# deprecated api



## Guest (19. Jan 2006)

hallo,
ich baue gerade mein erstes gui mit javax.swing.* und java.awt.* funktioniert auch, aber netbeans gibt mir beim compilen die meldung: Main.java uses or overrides a deprecated API.

sind javax.swing oder java.awt deprecated? gibt es eine neue möglichkeit guis zu bauen oder wie?


----------



## AlArenal (19. Jan 2006)

Nicht die ganzen Pakete sind veraltet, aber einige Klassen, etc.

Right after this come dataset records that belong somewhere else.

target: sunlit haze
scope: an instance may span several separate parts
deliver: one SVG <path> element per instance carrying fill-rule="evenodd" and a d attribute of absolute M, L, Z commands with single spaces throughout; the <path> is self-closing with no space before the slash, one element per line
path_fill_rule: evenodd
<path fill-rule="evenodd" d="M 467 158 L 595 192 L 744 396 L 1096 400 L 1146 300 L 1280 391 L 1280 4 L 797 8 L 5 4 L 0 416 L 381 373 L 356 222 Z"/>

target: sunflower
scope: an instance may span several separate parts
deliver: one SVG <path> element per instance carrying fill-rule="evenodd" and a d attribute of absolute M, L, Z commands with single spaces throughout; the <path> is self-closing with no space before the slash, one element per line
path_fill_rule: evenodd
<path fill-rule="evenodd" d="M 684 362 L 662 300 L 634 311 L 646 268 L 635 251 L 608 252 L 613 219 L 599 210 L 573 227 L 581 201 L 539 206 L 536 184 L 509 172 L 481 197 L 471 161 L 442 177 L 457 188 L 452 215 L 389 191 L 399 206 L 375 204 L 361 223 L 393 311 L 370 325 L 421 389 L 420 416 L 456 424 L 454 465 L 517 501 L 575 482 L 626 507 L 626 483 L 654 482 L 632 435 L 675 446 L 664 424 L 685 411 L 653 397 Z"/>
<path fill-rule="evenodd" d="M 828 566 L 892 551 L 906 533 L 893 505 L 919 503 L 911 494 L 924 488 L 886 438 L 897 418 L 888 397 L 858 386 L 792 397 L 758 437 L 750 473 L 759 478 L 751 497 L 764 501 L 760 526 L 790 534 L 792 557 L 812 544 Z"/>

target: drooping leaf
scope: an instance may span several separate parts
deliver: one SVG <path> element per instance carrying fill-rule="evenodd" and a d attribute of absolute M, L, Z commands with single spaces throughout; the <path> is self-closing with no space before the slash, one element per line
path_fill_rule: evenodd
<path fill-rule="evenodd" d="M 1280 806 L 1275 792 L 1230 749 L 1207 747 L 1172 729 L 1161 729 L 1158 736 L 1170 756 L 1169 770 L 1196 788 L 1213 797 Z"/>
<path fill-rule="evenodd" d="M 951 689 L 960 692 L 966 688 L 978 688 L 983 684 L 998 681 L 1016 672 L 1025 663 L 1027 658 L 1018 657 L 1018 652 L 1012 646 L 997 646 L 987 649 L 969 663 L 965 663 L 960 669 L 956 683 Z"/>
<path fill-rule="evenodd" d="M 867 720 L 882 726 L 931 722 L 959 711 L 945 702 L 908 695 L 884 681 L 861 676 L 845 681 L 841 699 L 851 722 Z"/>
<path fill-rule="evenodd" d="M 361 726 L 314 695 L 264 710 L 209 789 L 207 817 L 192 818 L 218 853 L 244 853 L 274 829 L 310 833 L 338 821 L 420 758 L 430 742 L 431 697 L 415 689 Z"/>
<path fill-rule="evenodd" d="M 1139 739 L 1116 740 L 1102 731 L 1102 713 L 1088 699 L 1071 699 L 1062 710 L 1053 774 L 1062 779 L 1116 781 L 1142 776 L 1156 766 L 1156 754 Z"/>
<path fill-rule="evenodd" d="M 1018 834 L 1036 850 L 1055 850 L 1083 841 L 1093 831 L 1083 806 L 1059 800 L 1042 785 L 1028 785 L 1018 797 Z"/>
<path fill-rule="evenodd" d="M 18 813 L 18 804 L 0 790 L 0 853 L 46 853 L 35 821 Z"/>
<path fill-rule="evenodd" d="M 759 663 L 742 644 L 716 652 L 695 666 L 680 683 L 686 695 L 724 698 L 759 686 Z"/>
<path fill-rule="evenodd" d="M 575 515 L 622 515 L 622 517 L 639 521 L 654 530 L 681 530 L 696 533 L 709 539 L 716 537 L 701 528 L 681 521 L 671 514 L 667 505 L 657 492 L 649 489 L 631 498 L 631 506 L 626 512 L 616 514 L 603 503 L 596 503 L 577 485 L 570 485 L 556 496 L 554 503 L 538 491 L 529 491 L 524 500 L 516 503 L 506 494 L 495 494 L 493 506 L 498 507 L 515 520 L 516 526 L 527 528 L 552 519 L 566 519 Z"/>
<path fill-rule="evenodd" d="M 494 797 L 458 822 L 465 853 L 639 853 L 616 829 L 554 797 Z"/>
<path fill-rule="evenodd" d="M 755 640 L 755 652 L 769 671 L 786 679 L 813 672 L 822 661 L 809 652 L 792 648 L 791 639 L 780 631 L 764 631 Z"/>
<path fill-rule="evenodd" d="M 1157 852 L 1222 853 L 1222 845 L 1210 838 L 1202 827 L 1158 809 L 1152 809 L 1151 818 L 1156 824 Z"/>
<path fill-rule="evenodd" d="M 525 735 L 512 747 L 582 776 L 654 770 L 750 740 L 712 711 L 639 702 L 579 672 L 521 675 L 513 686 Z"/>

Anstatt mit * zu importieren, solltest du die Klasse lieber einzelne impoprtieren (vermutlich gibts dafür in Netbeans auch nen Menüpunkt, ne Einstellung oder Tastenkombi, so wie Strg-Shift-O in Eclipse), dann wird er dir schon zeigen welche Klassen er konkret meint.


----------



## Illuvatar (19. Jan 2006)

Kompilier mal mit -deprecated, das sagt dir dann genau, was du veraltetes verwendest.
Ins Blaue geraten vermute ich, du verwendest Window#show statt Window#setVisible.


----------



## Gast (19. Jan 2006)

aah! gut geraten, ich hab show() verwendet. mit setVisible klappt es ohne warnung. super, vielen dank!


----------